Note: Do not use multiple inputs for the same data type (e.g., do NOT use illu_sra and raw_illu_dir simultaneously).

Alternatively, using a CSV file for multiple samples:

EGAP --input_csv /path/to/samples.csv

CSV Generation

To run EGAP with multiple samples, provide a CSV file containing the necessary information for each sample.

CSV Format

The CSV file should have the following header and columns:

ONT_SRA	ONT_RAW_DIR	ONT_RAW_READS	ILLUMINA_SRA	ILLUMINA_RAW_DIR	ILLUMINA_RAW_F_READS	ILLUMINA_RAW_R_READS	PACBIO_SRA	PACBIO_RAW_DIR	PACBIO_RAW_READS	SPECIES_ID	ORGANISM_KINGDOM	ORGANISM_KARYOTE	COMPLEASM_1	COMPLEASM_2	EST_SIZE	REF_SEQ_GCA	REF_SEQ
None	None	None	SRA00000001	None	None	None	None	None	None	Ab_sample1	Funga	Eukaryote	basidiomycota	agaricales	55m	GCA00000001.1	None
None	None	/path/to/ONT/sample1.fq.gz	None	None	/path/to/Illumina/sample1_1.fq.gz	/path/to/Illumina/sample1_2.fq.gz	None	None	None	Ab_sample2	Funga	Eukaryote	basidiomycota	agaricales	60m	None	None
None	None	None	None	None	None	None	None	None	/path/to/pacbio.fastq.gz	Ab_sample3	Funga	Eukaryote	basidiomycota	agaricales	55m	None	None
None	None	None	SRA00000002	None	None	None	None	None	/path/to/pacbio.fastq.gz	Ab_sample4_sub-name	Funga	Eukaryote	basidiomycota	agaricales	55m	GCA00000002.1	None

Column Descriptions

ONT_SRA: Oxford Nanopore Sequence Read Archive (SRA) Accession number. Use None if specifying individual files.
ONT_RAW_DIR: Path to the directory containing all Raw ONT Reads. Use None if specifying individual files.
ONT_RAW_READS: Path to the combined Raw ONT FASTQ reads (e.g., /path/to/ONT/sample1.fq.gz).
ILLUMINA_SRA: Illumina Sequence Read Archive (SRA) Accession number. Use None if specifying individual files.
ILLUMINA_RAW_DIR: Path to the directory containing all Raw Illumina Reads. Use None if specifying individual files.
ILLUMINA_RAW_F_READS: Path to the Raw Forward Illumina Reads (e.g., /path/to/Illumina/sample1_R1.fq.gz).
ILLUMINA_RAW_R_READS: Path to the Raw Reverse Illumina Reads (e.g., /path/to/Illumina/sample1_R2.fq.gz).
PACBIO_SRA: PacBio Sequence Read Archive (SRA) Accession number. Use None if specifying individual files.
PACBIO_RAW_DIR: Path to the directory containing all Raw PacBio Reads.

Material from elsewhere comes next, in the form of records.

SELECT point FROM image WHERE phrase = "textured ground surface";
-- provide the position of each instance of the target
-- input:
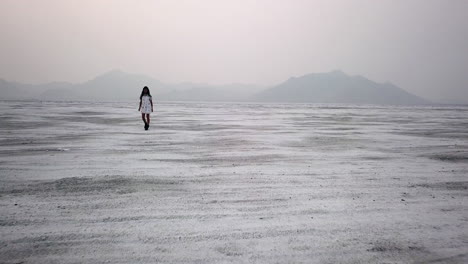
(233, 183)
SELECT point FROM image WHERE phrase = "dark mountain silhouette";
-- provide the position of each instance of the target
(337, 87)
(116, 85)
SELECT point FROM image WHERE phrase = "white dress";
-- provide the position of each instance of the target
(146, 104)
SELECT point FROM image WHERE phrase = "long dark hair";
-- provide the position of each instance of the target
(143, 92)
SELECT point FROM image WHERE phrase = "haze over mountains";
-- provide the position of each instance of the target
(331, 87)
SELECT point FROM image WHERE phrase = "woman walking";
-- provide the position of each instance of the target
(146, 106)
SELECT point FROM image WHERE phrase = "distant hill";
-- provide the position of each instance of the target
(116, 85)
(337, 87)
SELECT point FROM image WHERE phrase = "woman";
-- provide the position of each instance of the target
(146, 106)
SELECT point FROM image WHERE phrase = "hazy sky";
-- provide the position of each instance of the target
(419, 45)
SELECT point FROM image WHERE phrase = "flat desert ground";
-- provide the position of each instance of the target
(233, 183)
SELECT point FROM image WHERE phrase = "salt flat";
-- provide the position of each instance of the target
(233, 183)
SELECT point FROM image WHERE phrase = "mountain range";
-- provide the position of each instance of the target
(116, 85)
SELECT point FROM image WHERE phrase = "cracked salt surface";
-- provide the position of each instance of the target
(232, 182)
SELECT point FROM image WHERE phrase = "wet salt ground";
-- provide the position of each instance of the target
(211, 183)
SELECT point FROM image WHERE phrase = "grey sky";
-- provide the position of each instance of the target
(420, 45)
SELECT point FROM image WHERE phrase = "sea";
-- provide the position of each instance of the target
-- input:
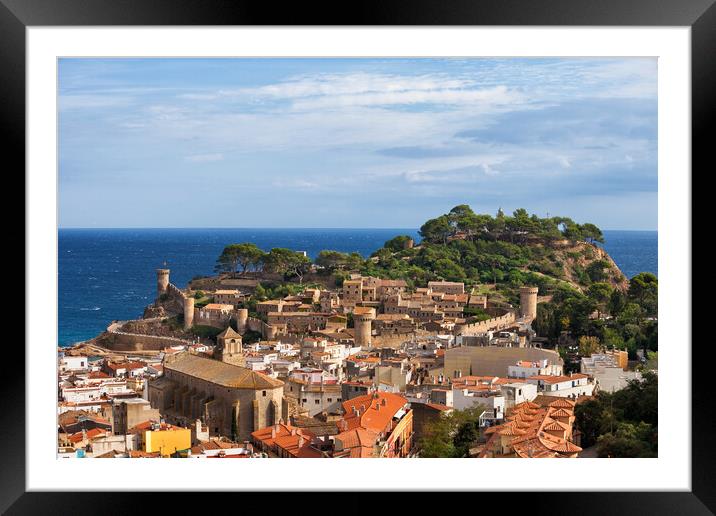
(109, 274)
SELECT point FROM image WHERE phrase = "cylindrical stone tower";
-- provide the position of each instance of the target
(362, 317)
(188, 312)
(242, 316)
(162, 281)
(528, 302)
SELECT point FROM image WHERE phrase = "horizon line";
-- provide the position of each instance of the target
(279, 227)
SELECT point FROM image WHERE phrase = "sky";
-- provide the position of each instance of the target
(355, 142)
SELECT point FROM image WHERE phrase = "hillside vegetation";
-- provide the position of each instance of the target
(504, 251)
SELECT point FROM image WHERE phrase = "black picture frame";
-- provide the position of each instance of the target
(700, 15)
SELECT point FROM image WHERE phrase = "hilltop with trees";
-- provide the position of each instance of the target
(583, 293)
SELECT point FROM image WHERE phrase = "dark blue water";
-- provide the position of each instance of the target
(108, 274)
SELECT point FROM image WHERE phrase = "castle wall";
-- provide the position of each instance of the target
(187, 398)
(495, 324)
(492, 360)
(121, 341)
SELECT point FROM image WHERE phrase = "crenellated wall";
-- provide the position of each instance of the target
(495, 324)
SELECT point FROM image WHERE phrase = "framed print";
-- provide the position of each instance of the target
(434, 237)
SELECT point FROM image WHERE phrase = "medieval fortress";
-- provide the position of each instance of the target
(384, 313)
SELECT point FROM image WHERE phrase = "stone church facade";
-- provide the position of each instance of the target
(232, 401)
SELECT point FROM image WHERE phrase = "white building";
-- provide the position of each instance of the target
(73, 363)
(568, 386)
(607, 373)
(491, 400)
(525, 369)
(518, 392)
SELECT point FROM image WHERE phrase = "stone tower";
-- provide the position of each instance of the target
(188, 312)
(162, 281)
(242, 317)
(528, 302)
(230, 346)
(362, 318)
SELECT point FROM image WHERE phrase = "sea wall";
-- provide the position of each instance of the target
(123, 341)
(495, 324)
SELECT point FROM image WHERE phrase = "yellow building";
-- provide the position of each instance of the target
(166, 439)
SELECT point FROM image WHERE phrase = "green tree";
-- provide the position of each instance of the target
(452, 435)
(287, 262)
(600, 293)
(588, 345)
(397, 244)
(644, 289)
(235, 255)
(436, 230)
(592, 233)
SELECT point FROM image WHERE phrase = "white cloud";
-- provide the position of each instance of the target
(199, 158)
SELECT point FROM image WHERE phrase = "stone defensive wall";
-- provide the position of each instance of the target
(492, 360)
(123, 341)
(500, 322)
(175, 299)
(395, 340)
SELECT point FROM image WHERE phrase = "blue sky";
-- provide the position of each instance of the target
(355, 142)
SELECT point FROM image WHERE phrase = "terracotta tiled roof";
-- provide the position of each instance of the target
(221, 373)
(359, 442)
(372, 411)
(228, 333)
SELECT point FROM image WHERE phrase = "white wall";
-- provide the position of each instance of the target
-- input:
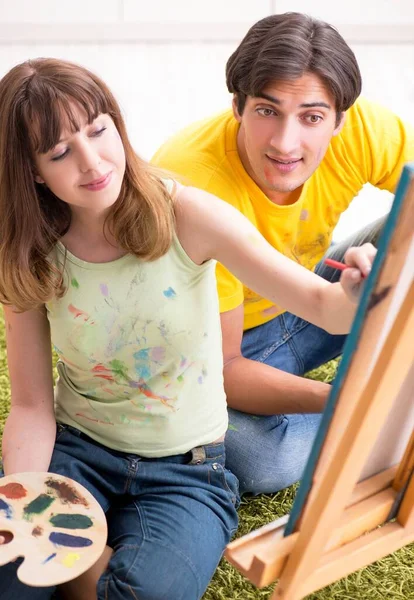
(165, 59)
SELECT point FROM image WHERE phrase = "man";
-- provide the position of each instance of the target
(292, 154)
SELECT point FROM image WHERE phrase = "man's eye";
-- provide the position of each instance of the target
(313, 119)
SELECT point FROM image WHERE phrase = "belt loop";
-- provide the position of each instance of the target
(198, 455)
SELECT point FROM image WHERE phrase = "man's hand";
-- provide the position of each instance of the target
(359, 260)
(5, 537)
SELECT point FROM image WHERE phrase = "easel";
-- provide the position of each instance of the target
(334, 526)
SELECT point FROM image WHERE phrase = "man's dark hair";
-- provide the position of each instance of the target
(286, 46)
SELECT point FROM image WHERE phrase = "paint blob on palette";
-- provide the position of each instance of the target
(57, 526)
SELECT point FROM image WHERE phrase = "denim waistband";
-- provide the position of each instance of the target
(197, 455)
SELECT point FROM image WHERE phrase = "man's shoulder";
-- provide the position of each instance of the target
(204, 137)
(198, 152)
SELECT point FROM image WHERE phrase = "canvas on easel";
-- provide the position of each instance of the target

Use None if specifying individual files.
PACBIO_RAW_READS: Path to the combined Raw PacBio FASTQ reads (e.g., /path/to/PACBIO/sample1.fq.gz).
SPECIES_ID: Species ID formatted as <2-letters of Genus>_<full species name>-<other identifiers> (e.g., Ab_sample1, optionally Ab_sample4-sub-name).
ORGANISM_KINGDOM: Kingdom of the organism (default: None).
ORGANISM_KARYOTE: Karyote type of the organism (default: None).
COMPLEASM_1: Name of the first compleasm/BUSCO database (default: None).
COMPLEASM_2: Name of the second compleasm/BUSCO database (default: None).
EST_SIZE: Estimated genome size in Mbp (e.g., None).
REF_SEQ_GCA: Curated Genome Assembly (GCA) Accession number (or None).
REF_SEQ: Path to the reference genome for assembly (or None).

Notes

If you provide a value for ILLUMINA_RAW_DIR, set ILLUMINA_RAW_F_READS and ILLUMINA_RAW_R_READS to None. EGAP will automatically detect and process all paired-end reads within that directory. The same applies for ONT_RAW_DIR.
Ensure that all file paths are correct and accessible.
The CSV file should not contain extra spaces or special characters in the headers.
If you just want to perform QC analysis for an already built assembly: provide the path for the assembly or GCA Accession number to download, in the REF_SEQ or REF_SEQ_GCA field respectively, provide ORGANISM_KARYOTE, and the two compleasm databases (COMPLEASM_1, COMPLEASM_2) to use; DO NOT PROVIDE ESTIMATED SIZE (EST_SIZE).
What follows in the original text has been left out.